独立して初めての委託を、口約束のまま受けた30代の戸惑い
「金額も納期も、やりとりの中で何となく決まってしまって。」都内でウェブ制作を請け負う男性は、会社を辞めた直後をこう振り返ります。請求書を送ったあと、入金がいつになるのか分からないまま待つ日が続いたそうです。勤め先にいたころは、締め日も支払日も就業規則に書いてありました。独立してからは、その当たり前が見当たらなくなったといいます。
発注した側が示すべき事項は法律に並んでいる
正式名称を特定受託事業者に係る取引の適正化等に関する法律といい、フリーランス法と呼ばれています。この法律は、業務委託をした事業者に対し、給付の内容、報酬の額、支払期日その他の事項を、直ちに明示しなければならないと定めています(3条1項)。示す手段は書面か電磁的方法で、口頭のやりとりだけでは明示したことになりません。内容が定められないことに正当な理由がある事項だけは、定まったあとに直ちに明示するかたちが認められています。
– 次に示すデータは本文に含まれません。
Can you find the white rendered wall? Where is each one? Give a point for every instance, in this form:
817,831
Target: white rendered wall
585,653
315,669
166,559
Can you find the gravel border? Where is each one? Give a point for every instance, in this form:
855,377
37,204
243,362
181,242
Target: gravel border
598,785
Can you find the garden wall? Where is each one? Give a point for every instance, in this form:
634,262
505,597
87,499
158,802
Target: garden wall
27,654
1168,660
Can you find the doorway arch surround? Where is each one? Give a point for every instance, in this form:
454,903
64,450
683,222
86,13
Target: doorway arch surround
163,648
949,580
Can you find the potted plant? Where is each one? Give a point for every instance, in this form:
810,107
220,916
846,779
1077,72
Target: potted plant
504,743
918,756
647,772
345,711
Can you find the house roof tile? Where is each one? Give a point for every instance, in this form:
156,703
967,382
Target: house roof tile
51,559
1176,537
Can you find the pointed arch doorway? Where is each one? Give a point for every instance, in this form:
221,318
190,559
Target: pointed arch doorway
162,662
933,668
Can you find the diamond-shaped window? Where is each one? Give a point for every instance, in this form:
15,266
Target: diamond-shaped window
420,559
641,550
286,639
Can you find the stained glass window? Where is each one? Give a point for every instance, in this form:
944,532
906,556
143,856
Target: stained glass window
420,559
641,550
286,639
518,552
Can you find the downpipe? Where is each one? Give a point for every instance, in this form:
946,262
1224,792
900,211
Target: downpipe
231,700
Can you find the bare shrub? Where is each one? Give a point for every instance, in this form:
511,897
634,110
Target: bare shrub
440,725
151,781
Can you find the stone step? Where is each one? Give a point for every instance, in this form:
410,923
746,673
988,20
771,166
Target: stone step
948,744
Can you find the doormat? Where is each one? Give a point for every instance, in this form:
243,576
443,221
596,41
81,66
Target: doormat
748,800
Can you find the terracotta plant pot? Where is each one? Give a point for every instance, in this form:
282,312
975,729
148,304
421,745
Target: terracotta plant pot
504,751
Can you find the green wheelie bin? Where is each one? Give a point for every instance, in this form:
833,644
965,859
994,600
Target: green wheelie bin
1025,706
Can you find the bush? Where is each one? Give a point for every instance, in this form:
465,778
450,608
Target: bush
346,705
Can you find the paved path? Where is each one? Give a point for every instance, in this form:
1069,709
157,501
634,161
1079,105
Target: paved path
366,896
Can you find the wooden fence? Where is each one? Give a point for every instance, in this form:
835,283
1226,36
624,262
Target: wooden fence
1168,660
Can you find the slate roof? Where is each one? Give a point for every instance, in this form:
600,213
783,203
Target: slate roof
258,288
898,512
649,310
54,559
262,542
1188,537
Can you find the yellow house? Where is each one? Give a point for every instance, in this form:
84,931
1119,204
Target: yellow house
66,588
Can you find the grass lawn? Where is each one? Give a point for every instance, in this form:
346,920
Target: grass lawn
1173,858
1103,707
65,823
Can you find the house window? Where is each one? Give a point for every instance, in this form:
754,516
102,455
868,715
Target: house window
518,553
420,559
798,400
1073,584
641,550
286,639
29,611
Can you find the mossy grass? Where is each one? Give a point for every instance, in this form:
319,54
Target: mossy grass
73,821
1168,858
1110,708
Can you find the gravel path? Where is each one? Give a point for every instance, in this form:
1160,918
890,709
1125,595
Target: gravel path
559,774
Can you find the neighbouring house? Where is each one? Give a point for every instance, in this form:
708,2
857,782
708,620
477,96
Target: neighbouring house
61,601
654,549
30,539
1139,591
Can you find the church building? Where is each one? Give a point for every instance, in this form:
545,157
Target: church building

明示を求められるのは、従業員を使う会社に限りません。この法律で業務委託事業者と呼ぶのは、フリーランスに業務委託をする事業者のことです(2条5項)。フリーランスが別のフリーランスへ仕事を回す場面も、示す側に回ります。
支払期日は、給付を受け取った日から起算して定める
報酬をいつ払うかにも線が引かれています。従業員を使用する個人や、役員が2人以上いるか従業員を使用する法人(法律は特定業務委託事業者と呼びます)が発注した場合、支払期日は、検査をするかどうかを問わず、給付を受領した日から起算して60日の期間内で、かつできる限り短い期間内に定めなければなりません(4条1項)。期日を定めないまま進んだときは、給付を受領した日が支払期日と定められたものとみなされます(4条2項)。他の事業者から受けた仕事を再委託した場合は、これとは別の定めが置かれています(4条3項)。
課される義務は、発注する側が特定業務委託事業者に当たるかどうかと、委託の期間によって変わります。

取り決めを抱え込まずに、決まった窓口へ
取り決めを書いたものが手元にないまま進むと、あとから確かめるすべがありません。この法律に違反する事実があるときは、取引適正化に関するものは公正取引委員会や中小企業庁長官へ、就業環境整備に関するものは厚生労働大臣へ申し出ることができます。申し出たことを理由に取引の数量を削減したり、取引を停止したりする不利益な取扱いは禁じられています(6条3項・17条3項)。弁護士に無料で相談できる窓口も、厚生労働省が案内しています。